Le montant des impôts locaux a augmenté de 70 % en 10 ans, soit une hausse de 20 milliards d’euros (entre 2004 et 2013). Source : Le Figaro, 24 juin 2015

Qui paie les impôts locaux (taxe d'habitation et taxe foncière) ?

 

Qui doit payer la taxe d’habitation ?

La taxe d’habitation est due par toute personne (propriétaire, locataire ou occupant à titre gratuit) ayant à sa disposition un logement suffisamment meublé pour en permettre l’habitation. Elle s’applique aux habitations principales et aux résidences secondaires. La taxe d’habitation est établie d’après la situation de chaque contribuable au 1er janvier.

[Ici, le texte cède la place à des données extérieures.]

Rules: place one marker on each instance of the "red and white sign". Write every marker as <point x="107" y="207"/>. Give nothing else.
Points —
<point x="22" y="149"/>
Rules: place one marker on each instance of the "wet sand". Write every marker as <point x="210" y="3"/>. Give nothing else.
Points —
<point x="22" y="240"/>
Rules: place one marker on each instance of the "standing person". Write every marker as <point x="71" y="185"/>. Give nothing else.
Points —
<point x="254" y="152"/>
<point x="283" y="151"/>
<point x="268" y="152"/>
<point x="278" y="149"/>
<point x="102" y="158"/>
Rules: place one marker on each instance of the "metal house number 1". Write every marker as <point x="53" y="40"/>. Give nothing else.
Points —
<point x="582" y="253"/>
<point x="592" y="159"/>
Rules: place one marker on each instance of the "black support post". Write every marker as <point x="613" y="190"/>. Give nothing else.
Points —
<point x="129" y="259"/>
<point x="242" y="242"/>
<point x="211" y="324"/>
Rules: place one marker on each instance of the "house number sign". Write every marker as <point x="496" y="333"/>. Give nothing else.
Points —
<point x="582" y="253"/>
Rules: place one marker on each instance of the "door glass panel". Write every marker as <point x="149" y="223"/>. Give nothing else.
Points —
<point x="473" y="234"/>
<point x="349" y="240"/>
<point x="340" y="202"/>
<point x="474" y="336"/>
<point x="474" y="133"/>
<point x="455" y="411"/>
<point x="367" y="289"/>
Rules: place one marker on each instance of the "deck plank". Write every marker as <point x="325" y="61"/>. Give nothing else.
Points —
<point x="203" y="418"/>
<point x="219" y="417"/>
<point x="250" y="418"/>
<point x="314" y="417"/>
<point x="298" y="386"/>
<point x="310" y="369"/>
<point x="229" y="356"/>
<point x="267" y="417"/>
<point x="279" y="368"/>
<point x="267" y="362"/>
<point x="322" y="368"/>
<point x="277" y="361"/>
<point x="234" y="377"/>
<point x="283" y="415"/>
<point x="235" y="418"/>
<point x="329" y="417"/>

Les logements concernés par la taxe d’habitation sont les locaux meublés affectés à l'habitation (maison, appartement) et leurs dépendances (parking privatif, garage, etc.). La taxe est due même si le logement est inoccupé.

 

Taxe foncière sur les propriétés bâties et taxe foncière sur les propriétés non bâties

Il existe deux taxes foncières distinctes :

  • la taxe foncière sur les propriétés bâties applicable à tout bien immobilier, même s’il est loué : maison, appartement, local commercial, emplacement de parking… ;
     
  • la taxe foncière sur les propriétés non bâties, qui vise les terrains de toute nature : terres et serres affectées à une exploitation agricole, étendues d’eau, voies privées, jardins, parcs…

 

La taxe foncière est due par le propriétaire ou l’usufruitier du bien immobilier ou du terrain concerné.

Il est possible de bénéficier d'un allègement de la taxe foncière sur les propriétés bâties (exonération, réduction ou plafonnement de la taxe foncière) sous certaines conditions liées notamment à l'âge du contribuable, à ses revenus ou à l’inoccupation du logement.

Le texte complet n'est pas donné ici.